Caroline glances at the cross hanging from my neck, like somehow that’s the problem. “Next time he has questions, just send him to me. I want to answer them.”
I try to assure her that I am totally capable of answering Teddy’s questions but she makes it clear the conversation is over. She’s already opening kitchen cabinets and noisily gathering pots and pans to make dinner. It’s the first night in a while she doesn’t invite me to stay and eat with them.
* * *
Two-hour Quiet Times are getting more and more common, and I don’t know how Teddy passes the time. Sometimes I’ll lurk outside his door and I’ll hear him speaking to himself, weird nonsensical fragments of conversation. Or I’ll hear him sharpening pencils or ripping pages from his spiralbound sketch pad. Clearly, he’s still drawing—and somehow hiding his work from me and his parents.
So Friday afternoon I decide to do a little snooping.

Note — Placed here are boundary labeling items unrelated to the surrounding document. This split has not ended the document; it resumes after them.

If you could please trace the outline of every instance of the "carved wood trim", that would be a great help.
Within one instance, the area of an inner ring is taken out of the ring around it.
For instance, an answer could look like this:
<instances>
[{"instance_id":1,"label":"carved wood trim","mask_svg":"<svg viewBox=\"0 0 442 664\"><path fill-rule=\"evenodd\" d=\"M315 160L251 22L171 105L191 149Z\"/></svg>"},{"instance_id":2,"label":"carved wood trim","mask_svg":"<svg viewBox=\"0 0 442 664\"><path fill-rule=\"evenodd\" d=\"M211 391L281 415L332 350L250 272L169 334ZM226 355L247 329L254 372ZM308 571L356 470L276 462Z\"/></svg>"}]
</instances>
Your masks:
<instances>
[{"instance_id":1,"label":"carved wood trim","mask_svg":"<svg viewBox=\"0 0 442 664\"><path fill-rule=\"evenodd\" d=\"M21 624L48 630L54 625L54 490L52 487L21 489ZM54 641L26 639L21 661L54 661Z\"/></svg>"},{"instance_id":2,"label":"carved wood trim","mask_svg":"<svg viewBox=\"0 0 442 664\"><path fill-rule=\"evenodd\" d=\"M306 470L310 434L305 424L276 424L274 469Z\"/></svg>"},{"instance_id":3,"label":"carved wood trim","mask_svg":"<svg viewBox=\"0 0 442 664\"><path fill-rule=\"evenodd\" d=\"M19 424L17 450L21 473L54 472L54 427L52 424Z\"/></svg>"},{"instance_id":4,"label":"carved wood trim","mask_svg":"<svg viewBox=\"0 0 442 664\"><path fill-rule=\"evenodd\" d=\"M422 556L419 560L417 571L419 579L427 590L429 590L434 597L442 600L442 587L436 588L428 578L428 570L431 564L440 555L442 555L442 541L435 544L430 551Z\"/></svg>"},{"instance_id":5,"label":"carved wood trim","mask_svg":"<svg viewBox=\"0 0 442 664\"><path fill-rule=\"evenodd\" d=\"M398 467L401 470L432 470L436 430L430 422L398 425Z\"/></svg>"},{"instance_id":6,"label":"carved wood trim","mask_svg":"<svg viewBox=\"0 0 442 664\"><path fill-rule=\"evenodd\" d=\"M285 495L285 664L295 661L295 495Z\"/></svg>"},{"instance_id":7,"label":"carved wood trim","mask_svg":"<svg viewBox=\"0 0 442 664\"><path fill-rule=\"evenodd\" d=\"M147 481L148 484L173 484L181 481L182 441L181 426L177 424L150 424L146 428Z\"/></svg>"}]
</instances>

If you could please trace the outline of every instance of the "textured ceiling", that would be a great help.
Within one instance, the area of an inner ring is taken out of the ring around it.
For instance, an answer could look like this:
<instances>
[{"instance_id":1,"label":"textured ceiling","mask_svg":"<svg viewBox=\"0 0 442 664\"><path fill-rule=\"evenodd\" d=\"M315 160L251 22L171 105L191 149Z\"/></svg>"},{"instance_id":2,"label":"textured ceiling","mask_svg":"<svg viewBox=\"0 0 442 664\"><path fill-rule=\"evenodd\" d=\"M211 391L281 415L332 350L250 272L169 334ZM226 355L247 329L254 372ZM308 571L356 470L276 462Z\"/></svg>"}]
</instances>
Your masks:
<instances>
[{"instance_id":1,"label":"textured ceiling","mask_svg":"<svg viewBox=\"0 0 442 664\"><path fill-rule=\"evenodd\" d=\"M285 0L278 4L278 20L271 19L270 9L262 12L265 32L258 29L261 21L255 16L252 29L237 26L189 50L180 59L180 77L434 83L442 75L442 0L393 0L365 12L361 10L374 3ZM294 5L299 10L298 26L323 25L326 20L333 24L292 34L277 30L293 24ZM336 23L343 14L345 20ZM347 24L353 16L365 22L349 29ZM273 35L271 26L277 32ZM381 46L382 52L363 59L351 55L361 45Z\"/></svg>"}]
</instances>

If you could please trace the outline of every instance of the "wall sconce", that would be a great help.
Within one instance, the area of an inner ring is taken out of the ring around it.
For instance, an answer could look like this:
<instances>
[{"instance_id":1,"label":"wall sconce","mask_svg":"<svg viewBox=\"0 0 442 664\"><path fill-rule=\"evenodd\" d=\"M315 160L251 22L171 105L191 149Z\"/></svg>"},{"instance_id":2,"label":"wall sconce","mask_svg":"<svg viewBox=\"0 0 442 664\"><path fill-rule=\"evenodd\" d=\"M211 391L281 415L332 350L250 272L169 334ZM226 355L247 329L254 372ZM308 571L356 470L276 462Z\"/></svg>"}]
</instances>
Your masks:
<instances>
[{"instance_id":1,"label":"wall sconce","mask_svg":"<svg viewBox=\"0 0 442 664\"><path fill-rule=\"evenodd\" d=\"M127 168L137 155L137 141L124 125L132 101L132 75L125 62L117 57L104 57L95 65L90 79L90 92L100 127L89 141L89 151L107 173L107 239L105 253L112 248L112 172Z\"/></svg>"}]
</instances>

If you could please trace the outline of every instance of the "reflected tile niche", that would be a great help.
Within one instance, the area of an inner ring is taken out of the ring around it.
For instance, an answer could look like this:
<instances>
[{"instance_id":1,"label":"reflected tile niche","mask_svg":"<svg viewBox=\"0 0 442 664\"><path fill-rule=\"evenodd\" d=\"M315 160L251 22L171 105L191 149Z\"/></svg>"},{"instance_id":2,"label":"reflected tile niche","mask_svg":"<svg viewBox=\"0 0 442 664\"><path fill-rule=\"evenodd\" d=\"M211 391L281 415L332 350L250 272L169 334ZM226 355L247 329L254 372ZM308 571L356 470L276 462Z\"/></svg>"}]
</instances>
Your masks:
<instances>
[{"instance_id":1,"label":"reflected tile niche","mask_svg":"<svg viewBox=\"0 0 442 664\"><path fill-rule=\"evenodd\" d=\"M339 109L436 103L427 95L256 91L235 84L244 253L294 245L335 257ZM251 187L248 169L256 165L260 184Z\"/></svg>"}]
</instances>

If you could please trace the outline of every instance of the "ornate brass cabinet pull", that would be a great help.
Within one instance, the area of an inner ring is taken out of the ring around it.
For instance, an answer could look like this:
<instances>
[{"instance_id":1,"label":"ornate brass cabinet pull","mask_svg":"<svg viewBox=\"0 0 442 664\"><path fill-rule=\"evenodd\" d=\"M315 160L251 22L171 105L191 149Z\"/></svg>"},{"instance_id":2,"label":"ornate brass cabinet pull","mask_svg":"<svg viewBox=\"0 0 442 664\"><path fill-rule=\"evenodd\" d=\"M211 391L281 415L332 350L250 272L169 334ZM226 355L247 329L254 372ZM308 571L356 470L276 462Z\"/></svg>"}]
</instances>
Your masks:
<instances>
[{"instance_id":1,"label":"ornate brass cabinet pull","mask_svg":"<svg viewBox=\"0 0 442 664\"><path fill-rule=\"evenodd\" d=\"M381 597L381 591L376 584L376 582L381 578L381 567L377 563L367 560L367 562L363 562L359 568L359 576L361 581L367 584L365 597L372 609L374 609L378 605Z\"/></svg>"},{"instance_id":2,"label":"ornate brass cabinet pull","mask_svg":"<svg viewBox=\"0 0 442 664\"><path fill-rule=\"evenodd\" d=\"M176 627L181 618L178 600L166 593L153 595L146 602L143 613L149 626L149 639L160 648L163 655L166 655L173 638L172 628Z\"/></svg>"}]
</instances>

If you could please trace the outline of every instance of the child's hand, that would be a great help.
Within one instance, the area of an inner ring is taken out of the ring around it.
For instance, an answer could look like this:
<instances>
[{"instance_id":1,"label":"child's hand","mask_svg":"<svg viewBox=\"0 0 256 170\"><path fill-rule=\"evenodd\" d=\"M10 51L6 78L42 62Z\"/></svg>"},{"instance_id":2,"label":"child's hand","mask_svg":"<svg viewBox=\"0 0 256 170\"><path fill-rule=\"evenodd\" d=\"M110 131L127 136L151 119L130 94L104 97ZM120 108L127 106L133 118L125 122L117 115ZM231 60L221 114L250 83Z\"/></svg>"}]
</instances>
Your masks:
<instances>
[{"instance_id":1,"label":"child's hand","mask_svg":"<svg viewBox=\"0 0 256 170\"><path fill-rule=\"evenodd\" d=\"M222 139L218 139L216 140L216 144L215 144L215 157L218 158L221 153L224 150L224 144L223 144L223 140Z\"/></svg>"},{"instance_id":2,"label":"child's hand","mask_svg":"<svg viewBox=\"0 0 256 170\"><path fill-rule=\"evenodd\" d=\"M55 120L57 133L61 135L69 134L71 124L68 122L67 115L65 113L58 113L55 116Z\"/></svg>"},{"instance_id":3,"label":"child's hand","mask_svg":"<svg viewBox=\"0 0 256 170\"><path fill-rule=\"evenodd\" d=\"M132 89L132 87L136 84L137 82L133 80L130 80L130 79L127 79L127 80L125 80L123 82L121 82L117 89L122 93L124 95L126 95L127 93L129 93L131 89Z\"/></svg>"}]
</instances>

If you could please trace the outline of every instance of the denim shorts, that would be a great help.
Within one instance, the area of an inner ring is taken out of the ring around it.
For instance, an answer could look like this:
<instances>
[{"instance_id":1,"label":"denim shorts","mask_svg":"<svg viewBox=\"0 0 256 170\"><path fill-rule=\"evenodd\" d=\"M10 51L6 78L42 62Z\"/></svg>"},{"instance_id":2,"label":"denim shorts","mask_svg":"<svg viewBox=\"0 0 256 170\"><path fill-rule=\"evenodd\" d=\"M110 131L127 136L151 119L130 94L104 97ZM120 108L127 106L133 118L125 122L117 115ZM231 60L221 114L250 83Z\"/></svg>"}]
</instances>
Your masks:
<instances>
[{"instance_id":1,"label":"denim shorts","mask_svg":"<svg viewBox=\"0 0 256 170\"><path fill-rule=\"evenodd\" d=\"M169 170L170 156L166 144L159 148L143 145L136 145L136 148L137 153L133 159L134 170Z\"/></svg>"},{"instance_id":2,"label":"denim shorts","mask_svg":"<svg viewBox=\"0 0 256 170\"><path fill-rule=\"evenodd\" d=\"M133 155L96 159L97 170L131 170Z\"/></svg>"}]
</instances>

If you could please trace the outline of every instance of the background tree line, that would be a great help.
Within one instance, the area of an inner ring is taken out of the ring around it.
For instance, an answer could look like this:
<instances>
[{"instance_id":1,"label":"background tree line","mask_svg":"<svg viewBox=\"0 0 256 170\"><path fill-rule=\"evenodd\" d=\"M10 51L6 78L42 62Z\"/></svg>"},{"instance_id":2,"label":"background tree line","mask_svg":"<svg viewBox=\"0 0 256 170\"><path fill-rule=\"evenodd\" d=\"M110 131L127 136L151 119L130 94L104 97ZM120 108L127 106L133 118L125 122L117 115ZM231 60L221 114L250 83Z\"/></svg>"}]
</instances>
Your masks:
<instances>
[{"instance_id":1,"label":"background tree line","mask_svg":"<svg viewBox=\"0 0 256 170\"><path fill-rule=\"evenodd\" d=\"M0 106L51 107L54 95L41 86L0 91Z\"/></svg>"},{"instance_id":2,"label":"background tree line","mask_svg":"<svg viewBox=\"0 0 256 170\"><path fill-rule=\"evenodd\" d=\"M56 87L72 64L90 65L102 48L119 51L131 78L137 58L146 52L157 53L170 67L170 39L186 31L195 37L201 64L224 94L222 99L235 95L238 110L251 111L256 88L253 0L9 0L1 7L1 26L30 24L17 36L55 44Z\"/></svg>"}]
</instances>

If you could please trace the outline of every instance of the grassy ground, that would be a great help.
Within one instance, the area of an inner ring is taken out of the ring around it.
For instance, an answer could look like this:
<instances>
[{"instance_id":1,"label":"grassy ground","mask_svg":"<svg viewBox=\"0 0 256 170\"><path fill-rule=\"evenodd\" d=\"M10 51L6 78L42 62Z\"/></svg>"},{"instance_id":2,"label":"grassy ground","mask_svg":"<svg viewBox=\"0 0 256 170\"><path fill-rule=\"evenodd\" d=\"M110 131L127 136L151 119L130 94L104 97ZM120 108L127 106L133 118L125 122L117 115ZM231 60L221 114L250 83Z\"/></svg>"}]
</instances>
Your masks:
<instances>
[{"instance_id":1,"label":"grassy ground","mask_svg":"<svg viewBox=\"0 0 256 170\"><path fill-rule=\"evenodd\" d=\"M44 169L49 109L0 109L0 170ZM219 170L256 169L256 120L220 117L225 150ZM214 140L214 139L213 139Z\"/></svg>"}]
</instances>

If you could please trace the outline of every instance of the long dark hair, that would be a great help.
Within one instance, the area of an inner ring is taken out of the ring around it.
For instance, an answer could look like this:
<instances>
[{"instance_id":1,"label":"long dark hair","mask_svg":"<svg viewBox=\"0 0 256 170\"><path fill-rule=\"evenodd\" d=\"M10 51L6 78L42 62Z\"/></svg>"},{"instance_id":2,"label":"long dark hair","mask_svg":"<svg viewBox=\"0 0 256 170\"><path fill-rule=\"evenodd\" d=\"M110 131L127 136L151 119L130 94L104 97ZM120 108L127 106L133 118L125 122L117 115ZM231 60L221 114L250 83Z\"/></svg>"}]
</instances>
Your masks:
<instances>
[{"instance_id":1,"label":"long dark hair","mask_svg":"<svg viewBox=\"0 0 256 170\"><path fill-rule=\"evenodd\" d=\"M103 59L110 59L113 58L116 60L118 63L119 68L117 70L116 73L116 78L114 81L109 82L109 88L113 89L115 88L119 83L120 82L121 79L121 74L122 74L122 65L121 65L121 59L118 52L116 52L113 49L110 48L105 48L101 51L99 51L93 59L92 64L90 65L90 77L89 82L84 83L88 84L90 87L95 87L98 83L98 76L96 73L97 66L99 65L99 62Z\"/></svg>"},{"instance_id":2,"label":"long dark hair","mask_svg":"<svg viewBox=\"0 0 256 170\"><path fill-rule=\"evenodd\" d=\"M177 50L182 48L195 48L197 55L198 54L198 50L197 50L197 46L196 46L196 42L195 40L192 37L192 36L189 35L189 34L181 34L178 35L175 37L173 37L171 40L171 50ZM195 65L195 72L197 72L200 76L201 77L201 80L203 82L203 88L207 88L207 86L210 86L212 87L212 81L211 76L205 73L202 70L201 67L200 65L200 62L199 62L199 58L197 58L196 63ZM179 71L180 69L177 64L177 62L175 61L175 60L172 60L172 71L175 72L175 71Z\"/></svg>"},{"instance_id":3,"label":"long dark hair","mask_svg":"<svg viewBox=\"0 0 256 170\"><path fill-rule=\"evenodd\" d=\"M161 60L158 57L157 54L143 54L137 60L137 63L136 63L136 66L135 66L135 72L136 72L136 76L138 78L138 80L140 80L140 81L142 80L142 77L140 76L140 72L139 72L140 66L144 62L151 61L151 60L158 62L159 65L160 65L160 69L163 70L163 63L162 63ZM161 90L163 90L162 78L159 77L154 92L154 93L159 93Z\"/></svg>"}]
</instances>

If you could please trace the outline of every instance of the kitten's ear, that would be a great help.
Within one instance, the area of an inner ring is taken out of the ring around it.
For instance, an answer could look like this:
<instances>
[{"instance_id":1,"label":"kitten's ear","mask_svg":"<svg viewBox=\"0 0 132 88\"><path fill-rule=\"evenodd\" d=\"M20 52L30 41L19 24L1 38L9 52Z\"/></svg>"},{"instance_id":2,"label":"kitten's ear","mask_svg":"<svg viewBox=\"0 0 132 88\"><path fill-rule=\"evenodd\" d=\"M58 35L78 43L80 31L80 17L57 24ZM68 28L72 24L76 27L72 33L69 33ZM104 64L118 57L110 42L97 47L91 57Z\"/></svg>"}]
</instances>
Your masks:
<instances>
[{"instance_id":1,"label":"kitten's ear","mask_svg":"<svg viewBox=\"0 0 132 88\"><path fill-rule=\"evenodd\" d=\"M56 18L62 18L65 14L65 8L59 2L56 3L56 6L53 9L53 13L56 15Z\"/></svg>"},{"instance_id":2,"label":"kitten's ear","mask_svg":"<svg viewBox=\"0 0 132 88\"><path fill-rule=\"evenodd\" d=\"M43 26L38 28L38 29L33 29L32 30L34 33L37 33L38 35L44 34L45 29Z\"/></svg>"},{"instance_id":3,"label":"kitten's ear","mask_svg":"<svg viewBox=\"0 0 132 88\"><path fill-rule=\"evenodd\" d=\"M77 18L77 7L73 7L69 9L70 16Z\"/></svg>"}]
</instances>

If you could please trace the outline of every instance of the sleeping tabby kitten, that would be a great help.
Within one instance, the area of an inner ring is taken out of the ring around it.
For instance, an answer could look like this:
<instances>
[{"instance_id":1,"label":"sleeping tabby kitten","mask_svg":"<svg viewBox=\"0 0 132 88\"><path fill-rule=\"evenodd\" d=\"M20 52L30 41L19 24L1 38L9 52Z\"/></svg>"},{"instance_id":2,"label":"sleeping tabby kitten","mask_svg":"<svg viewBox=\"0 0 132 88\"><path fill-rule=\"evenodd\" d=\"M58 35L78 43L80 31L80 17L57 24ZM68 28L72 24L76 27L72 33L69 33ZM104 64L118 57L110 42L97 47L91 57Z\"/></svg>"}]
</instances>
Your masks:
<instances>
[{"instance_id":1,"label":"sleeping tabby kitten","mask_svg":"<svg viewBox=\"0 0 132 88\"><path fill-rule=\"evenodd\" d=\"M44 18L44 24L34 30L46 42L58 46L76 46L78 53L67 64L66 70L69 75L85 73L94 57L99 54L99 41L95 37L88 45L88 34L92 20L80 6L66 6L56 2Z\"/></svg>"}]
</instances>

I wait until Teddy goes to make number two, because I know I’ll have a good ten or fifteen minutes (he sits on the toilet for a long time, flipping through a stack of picture books)。 As soon as I hear him lock the door, I hurry upstairs to the second floor.
Teddy has a bright sunny bedroom that always smells a little bit like urine. There are two big windows overlooking the backyard, and Caroline has instructed me to leave them open all day long, even if the central air is running, because I think this helps to diminish the smell. The walls are painted a cheerful sky-blue and adorned with posters of dinosaurs, sharks, and The LEGO Movie characters. Teddy’s furniture consists of a bed, a short bookshelf, and a dresser, so you might think a search wouldn’t take very long. But I know a thing or two about hiding stuff. During my first year on OxyContin I was still living at home and I had little stashes of pills and paraphernalia all over my bedroom, crammed into places my mother would never think to look.
I roll back his rug, I pull down all his picture books, I remove the dresser drawers and peer inside the empty cavities. I shake the curtains and stand on his bed to carefully inspect the valances. I sift through a mountain of stuffed animals piled high in a corner of his bedroom—a pink dolphin, a tattered gray donkey, a dozen Ty Beanie Babies. I tug the sheets off his mattress and reach beneath the mattress pad and finally I lift the entire mattress off the frame, turning it onto its side, so I have a clear view of the floor.